Америка!.. Злиться? Молчать? Восторгаться?
Заплакать вдали от родных берегов?
Богатство, богатство, еще раз богатство,
но кроме богатства, увы… ничего!
Я пил кока-колу, катался на «фордах».
Лос-Анджелес, Хьюстон… Какие слова!
Давила Америка сытостью гордой,
да так, что кружилась порой голова!
Я даже боялся - а вдруг спотыкнуся
и где-то во мне обнаружится брак,
и, как у буржуйчика, всей моей сутью
вдруг станет кишечно-желудочный тракт.
Но, право, чем больше я ел шоколада,
скользил по бредово-роскошным коврам,
тем было яснее, что нет, мне не надо
всей этой малины, что я не отдам
За эти витрины, за эти улыбки,
за весь этот сыто ликующий быт
ни самых трагических наших ошибок,
ни самых пронзительных наших обид.
Что было - то было.

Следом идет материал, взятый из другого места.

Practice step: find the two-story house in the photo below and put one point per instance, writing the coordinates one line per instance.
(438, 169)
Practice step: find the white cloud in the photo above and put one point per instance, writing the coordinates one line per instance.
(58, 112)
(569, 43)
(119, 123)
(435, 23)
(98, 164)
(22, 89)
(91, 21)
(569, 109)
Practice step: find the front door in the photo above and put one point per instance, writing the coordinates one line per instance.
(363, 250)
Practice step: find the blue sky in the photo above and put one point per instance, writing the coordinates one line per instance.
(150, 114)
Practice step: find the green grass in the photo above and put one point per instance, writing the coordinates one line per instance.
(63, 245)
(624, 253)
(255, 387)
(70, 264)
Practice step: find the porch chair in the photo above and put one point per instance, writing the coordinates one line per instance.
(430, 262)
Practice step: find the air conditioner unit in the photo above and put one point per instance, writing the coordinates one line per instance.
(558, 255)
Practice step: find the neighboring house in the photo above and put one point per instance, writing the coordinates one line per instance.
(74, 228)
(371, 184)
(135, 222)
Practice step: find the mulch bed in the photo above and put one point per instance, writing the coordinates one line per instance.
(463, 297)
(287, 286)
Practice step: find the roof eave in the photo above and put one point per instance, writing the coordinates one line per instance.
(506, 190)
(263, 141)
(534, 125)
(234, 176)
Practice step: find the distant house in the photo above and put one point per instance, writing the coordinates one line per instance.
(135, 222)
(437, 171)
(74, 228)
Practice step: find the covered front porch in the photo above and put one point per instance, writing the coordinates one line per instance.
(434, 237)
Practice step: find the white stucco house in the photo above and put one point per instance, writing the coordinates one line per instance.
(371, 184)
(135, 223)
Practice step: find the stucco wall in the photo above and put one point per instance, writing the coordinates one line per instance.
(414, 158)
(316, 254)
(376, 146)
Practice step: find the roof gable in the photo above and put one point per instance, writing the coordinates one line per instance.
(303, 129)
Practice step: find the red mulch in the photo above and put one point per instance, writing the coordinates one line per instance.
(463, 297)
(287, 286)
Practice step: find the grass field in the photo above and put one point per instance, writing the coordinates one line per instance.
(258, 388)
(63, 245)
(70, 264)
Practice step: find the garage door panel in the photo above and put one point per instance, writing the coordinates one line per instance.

Я знаю, я верю,
что нету ненужных в Истории глав,
и только затем торжествует Сальери,
чтоб стало яснее, что Моцарт был прав!
Я знаю, Америка, как ты жирела.
Я знаю, откуда богатство твое.
В нем слезы Гренады, в нем муки Кореи,
в нем горе Вьетнама к отмщенью зовет.
В нем пепел Багдада, в нем ад Хиросимы,
в нем смерть миллионов голодных детей.
В нем ныне и горькая участь России,
попавшей в объятья паучьих сетей.
И так мне хотелось от этих комфортов,
от этих постыдных, бездушных богатств,
побив все рекорды, свободным и гордым,
летящим, как пуля, оленем бежать.
В Россию! Скорее в родную Россию,
где дай Бог порою пригоршню лапши,
но столько для русского разума силы,
и столько работы для русской души!
Лос-Анджелес. Сентябрь 1992 г.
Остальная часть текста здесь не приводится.